A lot of the change was driven first by computers becoming more ubiquitous, and second by the revolution started by (somewhat) laser printers and (more widely) the HP DeskJet, which allowed you to produce "letter-quality" output (i.e. comparable to a typewriter) without having to suffer with a separate daisy-wheel printer just for papers. When I was in high school (and college), many teachers/professors would not accept dot-matrix output, especially from 9-pin printers -- and even 24-pin printers didn't satisfy everyone.
Most of my kids' teachers demanded computer-prepared papers for anything other than simple, short homework essays. Heck, even when I was in college in the mid-80's you couldn't turn in something that was hand-written; at the very least you needed to type the darned thing.
Nice to know I'm not the only one who loves that.
Didn't even know it existed until I saw Casino.
Obviously some people are aware of the weed association.
This is innocent, too.
My wife used to teach high school and those were always popular with boys who thought they were a lot cooler than they were.

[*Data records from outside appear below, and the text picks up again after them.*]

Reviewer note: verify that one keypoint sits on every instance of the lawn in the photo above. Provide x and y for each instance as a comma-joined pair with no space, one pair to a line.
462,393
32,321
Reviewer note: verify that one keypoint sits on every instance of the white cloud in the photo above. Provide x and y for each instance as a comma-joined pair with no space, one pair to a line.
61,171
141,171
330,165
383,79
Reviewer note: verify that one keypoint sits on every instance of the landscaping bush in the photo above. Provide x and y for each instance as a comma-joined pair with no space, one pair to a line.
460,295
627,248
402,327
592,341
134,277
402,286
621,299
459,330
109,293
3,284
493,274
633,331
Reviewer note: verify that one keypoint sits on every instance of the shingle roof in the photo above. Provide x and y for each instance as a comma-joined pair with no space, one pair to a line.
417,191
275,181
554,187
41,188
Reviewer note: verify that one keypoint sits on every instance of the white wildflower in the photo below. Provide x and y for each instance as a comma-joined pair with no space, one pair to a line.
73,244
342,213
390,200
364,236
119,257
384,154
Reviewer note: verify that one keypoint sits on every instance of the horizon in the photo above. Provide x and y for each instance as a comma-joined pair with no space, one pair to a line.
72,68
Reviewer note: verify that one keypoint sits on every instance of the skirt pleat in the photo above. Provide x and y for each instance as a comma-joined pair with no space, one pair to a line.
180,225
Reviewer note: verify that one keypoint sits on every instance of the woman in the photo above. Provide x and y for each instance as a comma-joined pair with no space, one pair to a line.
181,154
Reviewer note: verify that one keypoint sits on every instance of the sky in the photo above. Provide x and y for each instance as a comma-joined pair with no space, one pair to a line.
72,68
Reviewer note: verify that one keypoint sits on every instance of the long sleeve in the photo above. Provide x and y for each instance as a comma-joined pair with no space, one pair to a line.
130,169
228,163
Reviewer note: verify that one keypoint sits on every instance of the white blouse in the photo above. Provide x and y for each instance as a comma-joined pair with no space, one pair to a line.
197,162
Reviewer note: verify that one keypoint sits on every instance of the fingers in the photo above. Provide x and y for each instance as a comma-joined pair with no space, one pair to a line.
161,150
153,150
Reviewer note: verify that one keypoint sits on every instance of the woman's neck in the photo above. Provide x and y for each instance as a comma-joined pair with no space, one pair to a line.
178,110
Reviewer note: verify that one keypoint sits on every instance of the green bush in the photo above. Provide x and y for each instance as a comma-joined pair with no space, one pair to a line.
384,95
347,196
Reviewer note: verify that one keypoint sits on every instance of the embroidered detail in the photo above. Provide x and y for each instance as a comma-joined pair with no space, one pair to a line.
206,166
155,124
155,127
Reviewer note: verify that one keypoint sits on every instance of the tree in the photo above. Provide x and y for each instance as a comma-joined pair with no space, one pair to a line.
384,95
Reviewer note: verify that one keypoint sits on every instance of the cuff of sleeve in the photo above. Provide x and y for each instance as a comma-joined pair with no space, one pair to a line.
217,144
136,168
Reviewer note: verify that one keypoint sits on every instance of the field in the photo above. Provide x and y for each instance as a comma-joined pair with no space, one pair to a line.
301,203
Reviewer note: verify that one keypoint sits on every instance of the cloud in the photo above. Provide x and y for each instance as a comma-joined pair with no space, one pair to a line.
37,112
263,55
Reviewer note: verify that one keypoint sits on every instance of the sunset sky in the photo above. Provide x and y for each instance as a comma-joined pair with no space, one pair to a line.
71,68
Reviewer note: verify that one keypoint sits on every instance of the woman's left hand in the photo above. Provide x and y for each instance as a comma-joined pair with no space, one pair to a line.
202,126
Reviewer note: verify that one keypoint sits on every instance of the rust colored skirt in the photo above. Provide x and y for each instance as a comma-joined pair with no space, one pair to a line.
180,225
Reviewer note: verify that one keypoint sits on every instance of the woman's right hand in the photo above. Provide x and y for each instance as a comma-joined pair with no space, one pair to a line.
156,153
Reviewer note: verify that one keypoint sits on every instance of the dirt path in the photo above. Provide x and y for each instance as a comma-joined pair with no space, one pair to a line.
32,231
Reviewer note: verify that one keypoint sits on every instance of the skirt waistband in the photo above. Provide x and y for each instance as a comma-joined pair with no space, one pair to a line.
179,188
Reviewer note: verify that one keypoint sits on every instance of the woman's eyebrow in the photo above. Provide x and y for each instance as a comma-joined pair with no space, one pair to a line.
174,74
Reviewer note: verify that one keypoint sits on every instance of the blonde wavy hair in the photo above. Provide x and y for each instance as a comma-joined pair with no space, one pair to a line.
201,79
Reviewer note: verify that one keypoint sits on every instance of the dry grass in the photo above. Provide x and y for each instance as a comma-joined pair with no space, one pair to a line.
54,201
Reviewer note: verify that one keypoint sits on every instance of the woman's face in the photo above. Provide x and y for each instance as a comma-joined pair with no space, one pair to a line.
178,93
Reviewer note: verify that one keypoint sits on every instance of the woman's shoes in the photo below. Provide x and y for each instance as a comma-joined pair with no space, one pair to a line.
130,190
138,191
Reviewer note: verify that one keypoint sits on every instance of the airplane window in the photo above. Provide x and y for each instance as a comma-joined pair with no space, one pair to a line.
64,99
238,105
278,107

Youth, what a concept, although to be honest I don't give a crap what they wear or what they look like as long as they don't make loud noises after 10:00 PM.
See: Redd Kross - Dancing Queen, the aforementioned "Black Diamond", and They Might be Giants' New York City. (I include that last one because even if the original wasn't a popular song, the review in the Stranger in Seattle went ON AND ON about how ironic and snarky and even bitter the song was. Forgetting, unaware, or uninterested that TMBG has lived their entire lives there, and meant it.)
Yeah, I just disagree with that.
(Although upon re-reading, I may not understand it.)
Related.
How about the Diodes' cover of "Red Rubber Ball"?
College profs yield to no group wrt their arrogance and refusal to admit error. I spent an entire semester dealing with the vengefulness of a prof whose husband had taught a class I took the previous semester. I admit I was pretty hard on the guy--his combination of arrogance and stupidity was enraging then stupefying, and he managed to utterly demoralize an entire studio of talented kids--but he deserved it. Between the two of them I have no idea how they survived together. The self-righteousness was precedent setting.